This stuff in your brain could prevent Alzheimer’s disease

In a new study, researchers found that the most common version of a protein called CD33 plays a crucial role in regulating white blood cells in the human brain.

It could have important implications in the fight against Alzheimer’s disease.

The research was conducted by a team at the University of Alberta.

Alzheimer’s disease affects more than 44 million people around the world.

The study builds on previous research that had identified the protein as a factor that may decrease a person’s likelihood of Alzheimer’s disease.

However, less than 10% of the population has that version of CD33 as opposed to the more common one.

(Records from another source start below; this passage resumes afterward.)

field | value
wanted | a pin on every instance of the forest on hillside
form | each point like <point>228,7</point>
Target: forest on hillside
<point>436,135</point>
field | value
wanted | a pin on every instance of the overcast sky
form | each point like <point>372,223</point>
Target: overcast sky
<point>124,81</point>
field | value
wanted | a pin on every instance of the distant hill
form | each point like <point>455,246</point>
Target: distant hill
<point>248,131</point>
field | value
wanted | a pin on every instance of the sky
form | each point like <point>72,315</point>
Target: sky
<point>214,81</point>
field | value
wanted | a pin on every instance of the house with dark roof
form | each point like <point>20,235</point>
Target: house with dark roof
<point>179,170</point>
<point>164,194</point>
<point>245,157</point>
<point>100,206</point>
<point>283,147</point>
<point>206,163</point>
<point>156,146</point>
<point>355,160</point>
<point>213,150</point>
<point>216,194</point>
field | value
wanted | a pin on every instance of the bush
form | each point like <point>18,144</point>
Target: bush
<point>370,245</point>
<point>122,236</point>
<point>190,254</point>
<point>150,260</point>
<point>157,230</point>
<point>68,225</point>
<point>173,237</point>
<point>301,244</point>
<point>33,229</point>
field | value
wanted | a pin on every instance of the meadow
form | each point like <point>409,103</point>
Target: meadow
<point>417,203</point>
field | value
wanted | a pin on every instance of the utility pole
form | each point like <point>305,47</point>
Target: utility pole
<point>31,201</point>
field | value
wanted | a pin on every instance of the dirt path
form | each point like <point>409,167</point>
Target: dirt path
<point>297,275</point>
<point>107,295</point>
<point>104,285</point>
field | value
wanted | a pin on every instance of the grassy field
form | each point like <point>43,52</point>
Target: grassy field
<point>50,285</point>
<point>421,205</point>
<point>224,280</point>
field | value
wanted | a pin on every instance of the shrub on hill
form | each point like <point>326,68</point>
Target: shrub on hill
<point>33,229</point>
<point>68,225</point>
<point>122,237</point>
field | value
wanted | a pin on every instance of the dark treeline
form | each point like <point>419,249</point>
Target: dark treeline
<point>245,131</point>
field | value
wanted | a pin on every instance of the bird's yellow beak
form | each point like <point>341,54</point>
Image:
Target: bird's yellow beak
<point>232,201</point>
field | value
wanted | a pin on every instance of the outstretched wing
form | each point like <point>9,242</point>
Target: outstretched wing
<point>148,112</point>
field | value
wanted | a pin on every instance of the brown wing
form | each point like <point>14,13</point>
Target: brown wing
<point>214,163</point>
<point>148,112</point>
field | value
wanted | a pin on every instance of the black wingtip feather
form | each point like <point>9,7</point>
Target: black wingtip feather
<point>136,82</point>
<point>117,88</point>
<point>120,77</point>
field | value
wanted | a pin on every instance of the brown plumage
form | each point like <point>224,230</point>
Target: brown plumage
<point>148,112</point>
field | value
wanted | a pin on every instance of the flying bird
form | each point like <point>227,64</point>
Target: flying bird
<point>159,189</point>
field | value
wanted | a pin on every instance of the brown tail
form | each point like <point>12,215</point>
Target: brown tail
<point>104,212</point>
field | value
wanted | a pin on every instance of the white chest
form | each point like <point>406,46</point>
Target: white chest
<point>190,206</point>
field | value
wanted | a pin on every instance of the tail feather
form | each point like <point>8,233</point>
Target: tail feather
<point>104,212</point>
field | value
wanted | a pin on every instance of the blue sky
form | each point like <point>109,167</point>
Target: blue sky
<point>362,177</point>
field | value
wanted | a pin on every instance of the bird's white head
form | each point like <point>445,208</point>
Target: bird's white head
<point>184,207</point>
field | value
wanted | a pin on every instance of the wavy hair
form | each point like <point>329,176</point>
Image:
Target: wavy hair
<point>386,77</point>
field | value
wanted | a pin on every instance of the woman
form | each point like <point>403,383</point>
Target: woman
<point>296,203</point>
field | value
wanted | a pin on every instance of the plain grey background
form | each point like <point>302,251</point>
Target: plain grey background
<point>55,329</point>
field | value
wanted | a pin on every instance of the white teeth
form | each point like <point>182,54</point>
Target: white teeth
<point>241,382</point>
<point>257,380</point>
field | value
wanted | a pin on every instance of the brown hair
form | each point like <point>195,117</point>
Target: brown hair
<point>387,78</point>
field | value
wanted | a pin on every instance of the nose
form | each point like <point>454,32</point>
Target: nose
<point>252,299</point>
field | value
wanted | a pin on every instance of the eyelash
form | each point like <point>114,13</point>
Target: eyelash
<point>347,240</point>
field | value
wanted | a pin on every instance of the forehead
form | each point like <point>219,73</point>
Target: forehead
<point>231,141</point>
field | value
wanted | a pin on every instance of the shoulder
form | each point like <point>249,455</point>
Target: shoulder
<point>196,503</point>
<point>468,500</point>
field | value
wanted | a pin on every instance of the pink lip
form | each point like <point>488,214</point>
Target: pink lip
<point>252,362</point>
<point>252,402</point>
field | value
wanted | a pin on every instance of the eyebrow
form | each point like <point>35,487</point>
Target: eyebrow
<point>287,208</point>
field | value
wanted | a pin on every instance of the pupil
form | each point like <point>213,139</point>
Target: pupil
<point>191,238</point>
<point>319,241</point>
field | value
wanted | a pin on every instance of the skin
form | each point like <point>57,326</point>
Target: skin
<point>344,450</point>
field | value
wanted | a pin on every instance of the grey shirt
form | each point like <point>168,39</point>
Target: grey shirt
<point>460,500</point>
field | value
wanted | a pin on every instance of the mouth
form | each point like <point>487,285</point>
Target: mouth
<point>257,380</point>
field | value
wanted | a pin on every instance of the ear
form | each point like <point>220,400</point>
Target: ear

According to the team, white blood cells in the brain, called microglia, play a critical role in Alzheimer’s disease—they can be harmful or protective.

The presence of CD33 on microglia suggests the immune cells can protect the brain from Alzheimer’s disease under the right circumstances.

If scientists can target the more common version of CD33 to influence microglia to become more like those that have the protective, rare version of CD33, it could lead the way to make the microglia protective as opposed to harmful—and be a key in treating the disease.

These findings set the stage for future testing of a causal relationship between CD33 and Alzheimer’s disease, as well as testing therapeutic strategies to sway microglia from being harmful to protecting against the disease by targeting CD33.

Microglia have the potential to ‘clean up’ the neurodegenerative plaques, through a process called phagocytosis—so a therapy to harness this ability to slow down or reverse Alzheimer’s disease can be envisioned.

One author of the study is U of A chemist and immunologist Matthew Macauley.

The study is published in Communications Biology.